Cependant, son style ne sera pas aussi maitrisé que l’œuvre qui le suivra, La Femme Insecte, un summum de son talent en tant que réalisateur.
C’est donc comme pour son précédent film, Mon deuxième frère, qu’il décrit les bas-fonds d’après-guerre sous un magnifique scope en noir et blanc, en suivant un groupe de yakuza de l’époque, pactisant avec l’occupation américaine, loin des nobles causes et du respect des valeurs de la nation, qu’il reprend donc son idée maitresse, celle de la métaphore de l’homme à l’animal, ici les yakuza assimilés à des cochons, véritables traites de leur pays, mais Imamura ne montre pas seulement ces yakuza du doigt, mais le Japon entier, qui se perd dans la culture américaine au détriment de la leur, laissant disparaitre peu à peu l’âme japonaise de leur pays.
Du coté de l’interprétation, on retrouve Jitsuko Yoshimura, qu’on à déjà pu voir dans la magnifique œuvre, Onibaba, qui ne manque pas ici de sensualité, cependant moindre que dans le film de Kaneto Shindo, ou encore Tetsuro Tamba qui joue le chef gangster, se croyant atteint d’un cancer alors qu’il n’a qu’un petit ulcère, en gardant toujours en tête un humour omniprésent, mais souvent grotesque, notamment dans l’incroyable scène finale, lorsque la totalité des porcs capturés sont relâchés en pleine ville, écrasant leurs anciens bourreaux.
Shohei Imamura ne manque pas de capacité technique, dès le plan d’ouverture, le réalisateur introduit un plan aérien saisissant, partant du drapeau américain, survolant la ville pour terminer sur les quartiers des prostituées de la ville, symbole de la conséquence de la présence américaine et de la dénonciation d’une économie souterraine ayant malgré tout participer à la réussite économique du Japon.
La mise en scène utilisée est flamboyante et rythmée, les travellings sont également somptueux, mettant en valeur l’animation de villes et la vie des personnages, même si parfois, celle-ci ressemble à une mise de série B, elle ne manque pas de rendre l’action attrayante.

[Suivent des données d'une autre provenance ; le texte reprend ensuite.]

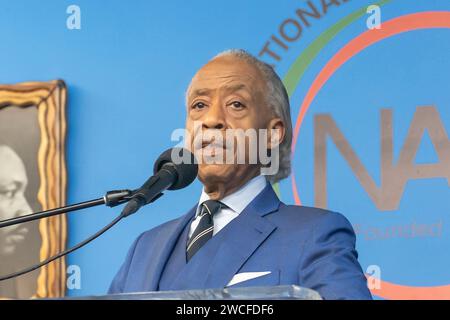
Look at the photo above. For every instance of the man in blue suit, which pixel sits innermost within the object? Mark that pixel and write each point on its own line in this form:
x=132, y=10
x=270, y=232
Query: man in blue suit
x=240, y=233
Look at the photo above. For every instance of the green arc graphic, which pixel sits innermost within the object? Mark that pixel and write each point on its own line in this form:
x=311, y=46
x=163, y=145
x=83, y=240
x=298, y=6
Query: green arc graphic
x=303, y=61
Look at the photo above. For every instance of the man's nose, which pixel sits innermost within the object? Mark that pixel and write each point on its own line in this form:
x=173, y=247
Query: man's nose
x=214, y=118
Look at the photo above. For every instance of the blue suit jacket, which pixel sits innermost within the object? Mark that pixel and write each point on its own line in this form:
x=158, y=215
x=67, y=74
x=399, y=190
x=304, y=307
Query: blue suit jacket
x=310, y=247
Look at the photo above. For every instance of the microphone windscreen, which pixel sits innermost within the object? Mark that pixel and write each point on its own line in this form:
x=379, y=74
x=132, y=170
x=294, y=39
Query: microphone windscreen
x=184, y=163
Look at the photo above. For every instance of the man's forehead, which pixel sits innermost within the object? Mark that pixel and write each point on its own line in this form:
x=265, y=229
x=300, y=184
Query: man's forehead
x=231, y=75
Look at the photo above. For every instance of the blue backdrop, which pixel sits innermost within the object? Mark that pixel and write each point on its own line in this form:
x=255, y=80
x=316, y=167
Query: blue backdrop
x=127, y=69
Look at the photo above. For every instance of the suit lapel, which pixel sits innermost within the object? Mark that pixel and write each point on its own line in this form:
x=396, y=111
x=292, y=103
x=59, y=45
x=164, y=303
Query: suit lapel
x=244, y=236
x=215, y=265
x=166, y=245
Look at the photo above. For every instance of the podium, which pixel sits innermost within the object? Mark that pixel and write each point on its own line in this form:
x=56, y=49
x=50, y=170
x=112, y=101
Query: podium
x=285, y=292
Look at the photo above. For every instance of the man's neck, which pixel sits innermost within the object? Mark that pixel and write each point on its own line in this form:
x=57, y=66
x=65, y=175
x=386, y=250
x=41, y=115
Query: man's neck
x=220, y=190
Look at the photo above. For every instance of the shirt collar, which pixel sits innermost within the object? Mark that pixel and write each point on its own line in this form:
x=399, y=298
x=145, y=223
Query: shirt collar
x=238, y=200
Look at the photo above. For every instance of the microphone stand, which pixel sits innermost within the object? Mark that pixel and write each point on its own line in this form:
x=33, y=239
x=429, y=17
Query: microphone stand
x=110, y=199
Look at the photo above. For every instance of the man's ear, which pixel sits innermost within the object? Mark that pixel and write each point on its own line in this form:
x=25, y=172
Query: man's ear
x=276, y=132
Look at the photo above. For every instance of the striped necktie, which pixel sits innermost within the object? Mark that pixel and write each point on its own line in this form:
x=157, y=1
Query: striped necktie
x=205, y=227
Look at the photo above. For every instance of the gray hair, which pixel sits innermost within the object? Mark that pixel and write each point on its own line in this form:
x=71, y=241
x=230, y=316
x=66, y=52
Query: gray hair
x=277, y=99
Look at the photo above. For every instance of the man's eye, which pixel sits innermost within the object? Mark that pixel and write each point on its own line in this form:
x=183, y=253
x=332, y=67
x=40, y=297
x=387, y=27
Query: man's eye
x=8, y=194
x=237, y=105
x=199, y=105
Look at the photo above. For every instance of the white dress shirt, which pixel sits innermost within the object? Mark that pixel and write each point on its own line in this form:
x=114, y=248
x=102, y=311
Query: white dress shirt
x=235, y=202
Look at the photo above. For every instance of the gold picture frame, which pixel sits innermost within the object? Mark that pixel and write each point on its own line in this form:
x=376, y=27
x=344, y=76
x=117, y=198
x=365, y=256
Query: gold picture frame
x=50, y=100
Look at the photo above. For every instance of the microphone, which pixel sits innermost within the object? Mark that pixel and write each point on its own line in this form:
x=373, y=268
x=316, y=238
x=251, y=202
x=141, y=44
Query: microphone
x=175, y=168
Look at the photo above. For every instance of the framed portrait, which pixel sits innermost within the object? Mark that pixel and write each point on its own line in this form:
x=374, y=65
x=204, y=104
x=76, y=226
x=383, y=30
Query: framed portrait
x=32, y=178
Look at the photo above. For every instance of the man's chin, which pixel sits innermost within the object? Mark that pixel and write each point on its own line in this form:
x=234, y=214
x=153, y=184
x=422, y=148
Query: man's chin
x=7, y=249
x=209, y=173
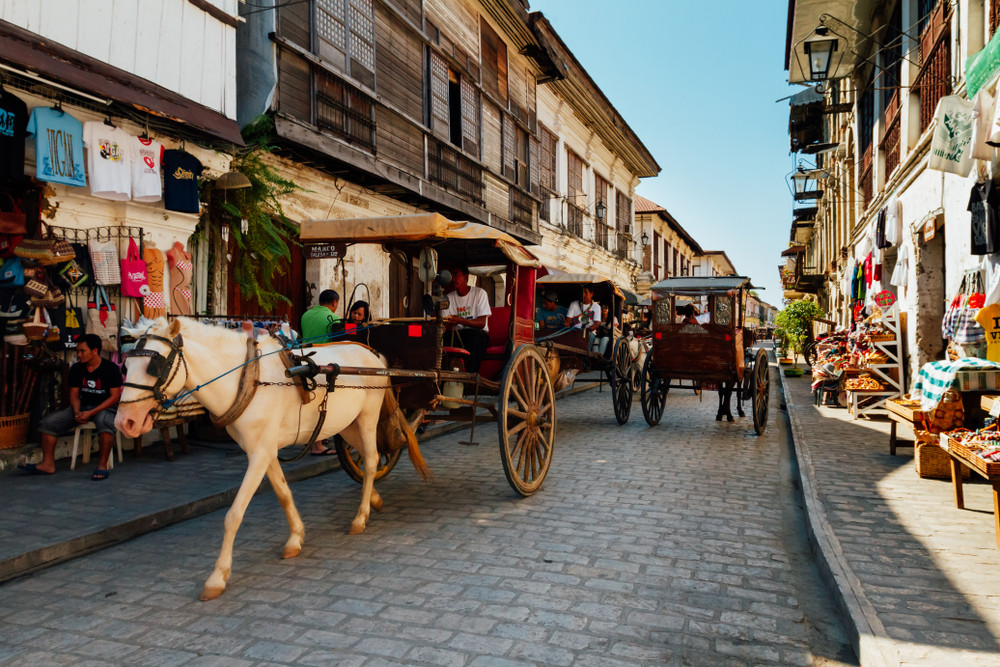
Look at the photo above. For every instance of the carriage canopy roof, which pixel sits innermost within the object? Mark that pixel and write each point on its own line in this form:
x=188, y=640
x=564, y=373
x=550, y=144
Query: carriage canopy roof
x=702, y=285
x=414, y=228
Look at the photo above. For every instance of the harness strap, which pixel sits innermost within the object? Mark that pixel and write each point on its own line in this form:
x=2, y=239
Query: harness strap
x=249, y=377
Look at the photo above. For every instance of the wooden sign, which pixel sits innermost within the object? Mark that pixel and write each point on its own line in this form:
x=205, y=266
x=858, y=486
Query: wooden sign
x=930, y=229
x=325, y=250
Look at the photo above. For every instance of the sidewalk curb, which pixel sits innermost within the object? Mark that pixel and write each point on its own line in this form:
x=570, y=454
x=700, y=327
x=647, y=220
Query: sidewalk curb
x=873, y=646
x=40, y=559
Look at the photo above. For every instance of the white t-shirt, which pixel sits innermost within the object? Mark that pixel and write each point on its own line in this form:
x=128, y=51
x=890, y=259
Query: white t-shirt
x=469, y=307
x=147, y=156
x=592, y=310
x=108, y=161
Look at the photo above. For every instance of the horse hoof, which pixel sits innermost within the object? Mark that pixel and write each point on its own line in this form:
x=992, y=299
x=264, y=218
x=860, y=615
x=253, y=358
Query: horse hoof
x=210, y=593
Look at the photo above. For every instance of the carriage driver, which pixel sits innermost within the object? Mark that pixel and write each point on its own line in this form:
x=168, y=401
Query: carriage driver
x=467, y=315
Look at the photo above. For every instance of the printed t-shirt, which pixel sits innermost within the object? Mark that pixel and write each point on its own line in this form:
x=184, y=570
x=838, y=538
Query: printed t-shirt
x=58, y=147
x=550, y=319
x=180, y=181
x=591, y=310
x=13, y=130
x=316, y=323
x=147, y=156
x=989, y=319
x=108, y=160
x=983, y=202
x=95, y=387
x=473, y=305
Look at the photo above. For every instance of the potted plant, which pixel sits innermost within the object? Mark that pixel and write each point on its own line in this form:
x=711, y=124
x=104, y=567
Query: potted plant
x=796, y=319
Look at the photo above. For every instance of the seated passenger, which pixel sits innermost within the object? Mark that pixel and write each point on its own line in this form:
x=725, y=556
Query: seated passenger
x=467, y=316
x=550, y=315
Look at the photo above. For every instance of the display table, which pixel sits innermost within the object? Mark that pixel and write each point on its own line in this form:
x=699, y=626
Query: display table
x=901, y=414
x=962, y=456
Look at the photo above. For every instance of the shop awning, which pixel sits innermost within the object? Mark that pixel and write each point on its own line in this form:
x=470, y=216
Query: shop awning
x=33, y=53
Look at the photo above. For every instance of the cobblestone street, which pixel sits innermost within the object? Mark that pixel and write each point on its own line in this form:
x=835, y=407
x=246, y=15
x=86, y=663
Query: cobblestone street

Au final, Hogs and Warships est une œuvre forte, montrant déjà le talent d’un réalisateur exceptionnel, un film ambitieux et totalement contre cette présence pesante des Américains au Japon de l’époque, un mélange de grotesque et de réalisme dans lequel seule la femme sort gagnante et symbolise les jours meilleurs, l’homme reste pour Imamura un simple animal alors que la femme devient source d’espoir.
Un excellent film pour tous amateurs de cinéma japonais, une belle prouesse du réalisateur qui ne manquera pas d’étoffer son sujet de longues années après.